I'm sure someone here will comment, but in the meantime you might want to check the reviews here.

Is this for yourself or a friend?


----------



## domy (Sep 19, 2006)

Hello, yes this is only for me.. trying to get some new ideas... Thanks!!!


----------



## castironchef (Oct 10, 2005)

Check the reviews on amazon.com.


----------



## headless chicken (Apr 28, 2003)

My mother loves watching her and it annoys me when she keeps comparing my methods with Ina's, "Oh, Ina did it this way using such and such nonbaked"

...

...

She is great though, simple, doable at home recipes but still very fashionable like a practical Martha Steward...all the nice at 1/3 the cost. She has a number of cookbooks but also books on entertaining too. I have the http://www.amazon.com/Barefoot-Conte...e=UTF8&s=bookswhich has come in handy every once in a while.


----------



## saraskitchen (Dec 28, 2006)

I have the new barefoot contessa book and I really like it.
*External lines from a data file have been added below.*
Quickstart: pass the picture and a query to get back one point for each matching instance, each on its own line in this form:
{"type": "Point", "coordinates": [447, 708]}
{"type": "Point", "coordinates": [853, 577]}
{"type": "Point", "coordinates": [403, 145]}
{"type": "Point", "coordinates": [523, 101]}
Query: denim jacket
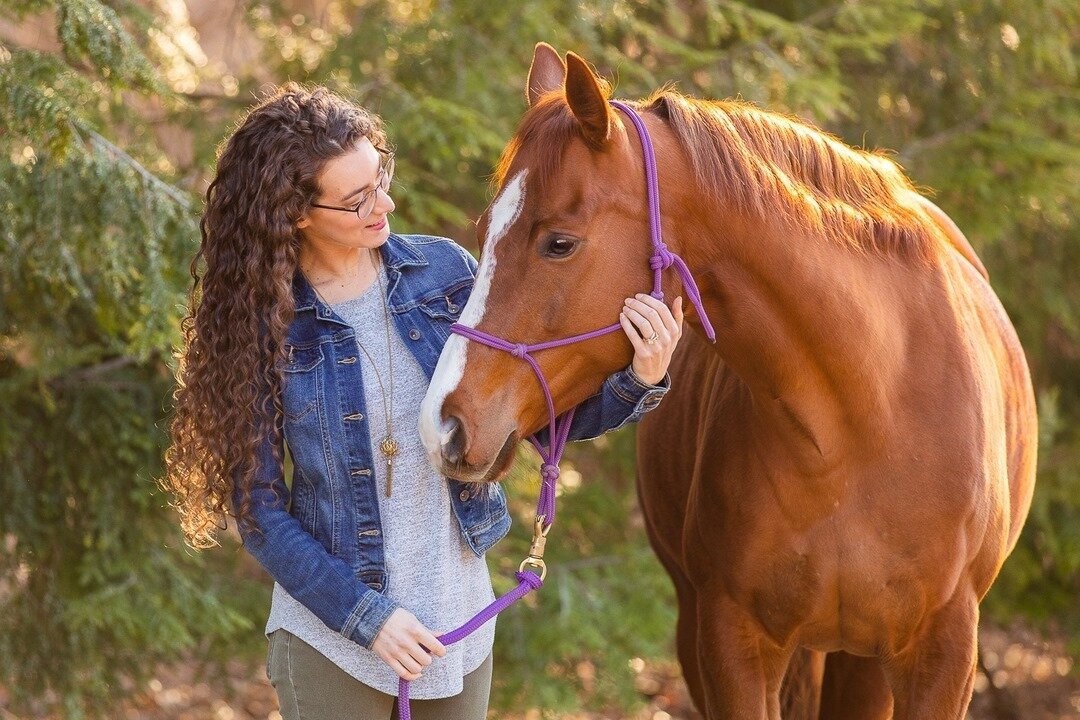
{"type": "Point", "coordinates": [321, 539]}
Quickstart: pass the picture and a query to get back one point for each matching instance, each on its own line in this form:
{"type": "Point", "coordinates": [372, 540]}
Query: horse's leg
{"type": "Point", "coordinates": [800, 691]}
{"type": "Point", "coordinates": [854, 689]}
{"type": "Point", "coordinates": [743, 668]}
{"type": "Point", "coordinates": [686, 637]}
{"type": "Point", "coordinates": [932, 677]}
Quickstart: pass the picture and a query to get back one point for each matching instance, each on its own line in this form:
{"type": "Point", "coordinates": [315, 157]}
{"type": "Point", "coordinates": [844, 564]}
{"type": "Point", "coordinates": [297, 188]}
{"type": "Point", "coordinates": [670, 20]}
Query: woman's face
{"type": "Point", "coordinates": [345, 181]}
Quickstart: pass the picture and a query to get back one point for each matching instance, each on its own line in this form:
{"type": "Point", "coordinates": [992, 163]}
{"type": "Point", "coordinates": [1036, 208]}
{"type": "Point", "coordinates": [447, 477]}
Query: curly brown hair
{"type": "Point", "coordinates": [229, 372]}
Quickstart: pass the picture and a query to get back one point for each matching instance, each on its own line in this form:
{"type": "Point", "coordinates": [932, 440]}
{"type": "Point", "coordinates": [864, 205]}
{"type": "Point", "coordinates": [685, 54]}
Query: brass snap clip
{"type": "Point", "coordinates": [536, 549]}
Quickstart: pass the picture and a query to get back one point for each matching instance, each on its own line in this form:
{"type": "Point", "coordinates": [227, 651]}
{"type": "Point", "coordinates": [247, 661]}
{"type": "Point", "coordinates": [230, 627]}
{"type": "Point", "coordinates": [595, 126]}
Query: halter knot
{"type": "Point", "coordinates": [662, 258]}
{"type": "Point", "coordinates": [549, 472]}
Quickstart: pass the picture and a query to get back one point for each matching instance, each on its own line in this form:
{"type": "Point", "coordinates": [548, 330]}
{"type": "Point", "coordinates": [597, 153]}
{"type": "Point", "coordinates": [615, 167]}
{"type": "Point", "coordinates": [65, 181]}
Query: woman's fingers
{"type": "Point", "coordinates": [631, 331]}
{"type": "Point", "coordinates": [645, 326]}
{"type": "Point", "coordinates": [403, 671]}
{"type": "Point", "coordinates": [430, 641]}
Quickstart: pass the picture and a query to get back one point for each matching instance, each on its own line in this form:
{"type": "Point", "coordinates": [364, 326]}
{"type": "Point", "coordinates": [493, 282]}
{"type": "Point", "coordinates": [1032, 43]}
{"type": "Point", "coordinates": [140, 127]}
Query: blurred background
{"type": "Point", "coordinates": [110, 113]}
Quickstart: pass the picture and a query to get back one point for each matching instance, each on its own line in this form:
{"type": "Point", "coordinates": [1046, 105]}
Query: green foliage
{"type": "Point", "coordinates": [977, 100]}
{"type": "Point", "coordinates": [95, 249]}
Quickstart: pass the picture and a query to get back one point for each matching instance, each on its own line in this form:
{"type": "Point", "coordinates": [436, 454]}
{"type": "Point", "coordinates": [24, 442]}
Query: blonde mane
{"type": "Point", "coordinates": [764, 164]}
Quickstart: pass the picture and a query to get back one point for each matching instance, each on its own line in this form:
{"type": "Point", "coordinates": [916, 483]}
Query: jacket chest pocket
{"type": "Point", "coordinates": [444, 309]}
{"type": "Point", "coordinates": [302, 389]}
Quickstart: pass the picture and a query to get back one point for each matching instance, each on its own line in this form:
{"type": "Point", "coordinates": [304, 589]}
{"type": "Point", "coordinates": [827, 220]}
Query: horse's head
{"type": "Point", "coordinates": [563, 244]}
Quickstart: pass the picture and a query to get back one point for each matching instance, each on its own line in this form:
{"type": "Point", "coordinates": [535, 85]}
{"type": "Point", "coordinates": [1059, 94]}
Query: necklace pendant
{"type": "Point", "coordinates": [389, 449]}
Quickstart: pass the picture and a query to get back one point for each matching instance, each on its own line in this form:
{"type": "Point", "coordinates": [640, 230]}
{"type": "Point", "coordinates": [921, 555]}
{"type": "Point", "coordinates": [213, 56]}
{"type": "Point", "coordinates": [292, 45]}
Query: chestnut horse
{"type": "Point", "coordinates": [845, 470]}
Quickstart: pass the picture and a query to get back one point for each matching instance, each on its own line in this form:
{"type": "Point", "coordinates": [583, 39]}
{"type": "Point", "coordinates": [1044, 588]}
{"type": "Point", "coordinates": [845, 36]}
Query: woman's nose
{"type": "Point", "coordinates": [383, 202]}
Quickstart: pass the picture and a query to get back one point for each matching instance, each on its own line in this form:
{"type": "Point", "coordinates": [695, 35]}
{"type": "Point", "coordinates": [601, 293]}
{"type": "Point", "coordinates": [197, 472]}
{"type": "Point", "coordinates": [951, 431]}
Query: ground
{"type": "Point", "coordinates": [1034, 676]}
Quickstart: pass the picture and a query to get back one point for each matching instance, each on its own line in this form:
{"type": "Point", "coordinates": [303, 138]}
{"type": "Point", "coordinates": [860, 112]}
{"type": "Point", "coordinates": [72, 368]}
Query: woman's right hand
{"type": "Point", "coordinates": [402, 643]}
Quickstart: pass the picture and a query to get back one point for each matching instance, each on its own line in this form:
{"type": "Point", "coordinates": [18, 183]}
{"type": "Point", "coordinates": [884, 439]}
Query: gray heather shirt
{"type": "Point", "coordinates": [432, 572]}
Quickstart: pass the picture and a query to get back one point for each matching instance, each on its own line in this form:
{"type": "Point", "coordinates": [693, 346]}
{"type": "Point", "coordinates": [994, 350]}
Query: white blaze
{"type": "Point", "coordinates": [451, 363]}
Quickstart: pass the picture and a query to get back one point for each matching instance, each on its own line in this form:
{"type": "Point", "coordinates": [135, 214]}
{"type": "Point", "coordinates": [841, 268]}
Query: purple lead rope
{"type": "Point", "coordinates": [559, 428]}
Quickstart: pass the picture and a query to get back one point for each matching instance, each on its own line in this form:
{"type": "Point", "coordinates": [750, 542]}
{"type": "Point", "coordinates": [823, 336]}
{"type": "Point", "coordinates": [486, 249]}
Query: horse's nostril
{"type": "Point", "coordinates": [454, 448]}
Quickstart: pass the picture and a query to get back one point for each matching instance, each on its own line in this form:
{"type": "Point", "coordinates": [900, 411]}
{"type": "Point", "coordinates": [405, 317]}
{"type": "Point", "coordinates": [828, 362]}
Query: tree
{"type": "Point", "coordinates": [95, 247]}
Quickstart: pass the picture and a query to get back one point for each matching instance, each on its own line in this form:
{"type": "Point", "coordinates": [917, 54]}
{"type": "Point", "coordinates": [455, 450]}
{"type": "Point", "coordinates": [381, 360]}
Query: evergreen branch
{"type": "Point", "coordinates": [92, 30]}
{"type": "Point", "coordinates": [909, 151]}
{"type": "Point", "coordinates": [173, 192]}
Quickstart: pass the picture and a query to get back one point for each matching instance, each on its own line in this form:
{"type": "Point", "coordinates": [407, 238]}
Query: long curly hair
{"type": "Point", "coordinates": [230, 366]}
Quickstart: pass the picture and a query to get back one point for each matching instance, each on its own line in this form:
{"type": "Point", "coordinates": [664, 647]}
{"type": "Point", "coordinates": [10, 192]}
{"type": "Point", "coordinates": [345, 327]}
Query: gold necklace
{"type": "Point", "coordinates": [389, 446]}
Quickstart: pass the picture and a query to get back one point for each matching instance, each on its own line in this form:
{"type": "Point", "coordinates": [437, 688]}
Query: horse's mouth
{"type": "Point", "coordinates": [495, 472]}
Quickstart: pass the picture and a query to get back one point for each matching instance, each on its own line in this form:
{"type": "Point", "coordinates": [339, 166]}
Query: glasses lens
{"type": "Point", "coordinates": [367, 204]}
{"type": "Point", "coordinates": [388, 174]}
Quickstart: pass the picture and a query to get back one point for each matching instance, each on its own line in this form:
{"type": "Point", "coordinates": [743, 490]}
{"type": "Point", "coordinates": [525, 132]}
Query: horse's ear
{"type": "Point", "coordinates": [588, 102]}
{"type": "Point", "coordinates": [545, 73]}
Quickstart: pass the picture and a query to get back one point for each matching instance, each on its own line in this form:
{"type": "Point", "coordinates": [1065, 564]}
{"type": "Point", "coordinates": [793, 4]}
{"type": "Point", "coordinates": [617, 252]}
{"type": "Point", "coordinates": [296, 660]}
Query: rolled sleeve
{"type": "Point", "coordinates": [624, 397]}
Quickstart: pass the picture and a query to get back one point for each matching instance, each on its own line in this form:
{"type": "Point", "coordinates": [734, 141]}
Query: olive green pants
{"type": "Point", "coordinates": [312, 688]}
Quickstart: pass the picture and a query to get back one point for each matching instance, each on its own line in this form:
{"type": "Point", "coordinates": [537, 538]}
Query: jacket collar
{"type": "Point", "coordinates": [396, 253]}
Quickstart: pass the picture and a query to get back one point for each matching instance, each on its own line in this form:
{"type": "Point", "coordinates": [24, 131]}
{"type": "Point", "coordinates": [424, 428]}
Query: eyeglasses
{"type": "Point", "coordinates": [366, 203]}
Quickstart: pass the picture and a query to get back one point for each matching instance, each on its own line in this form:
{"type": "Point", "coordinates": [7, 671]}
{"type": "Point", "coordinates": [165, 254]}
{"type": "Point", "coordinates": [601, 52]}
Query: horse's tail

The recipes aren't groundbreaking, but the ones I've tried have been good and there are many more I plan to make.

Sometimes I just don't have the time or patience to try to follow a recipe that has 25 ingredients and 10 cooking steps. Ina's recipes are perfect for when you want good food quickly. Although I always reduce the amount of butter/oil, it's just not necessary.


----------



## shipscook (Jan 14, 2007)

I only own "Barefoot in Paris" and love it. Been going through and reading all the little stories that go with recipes, beautiful!

Nan


----------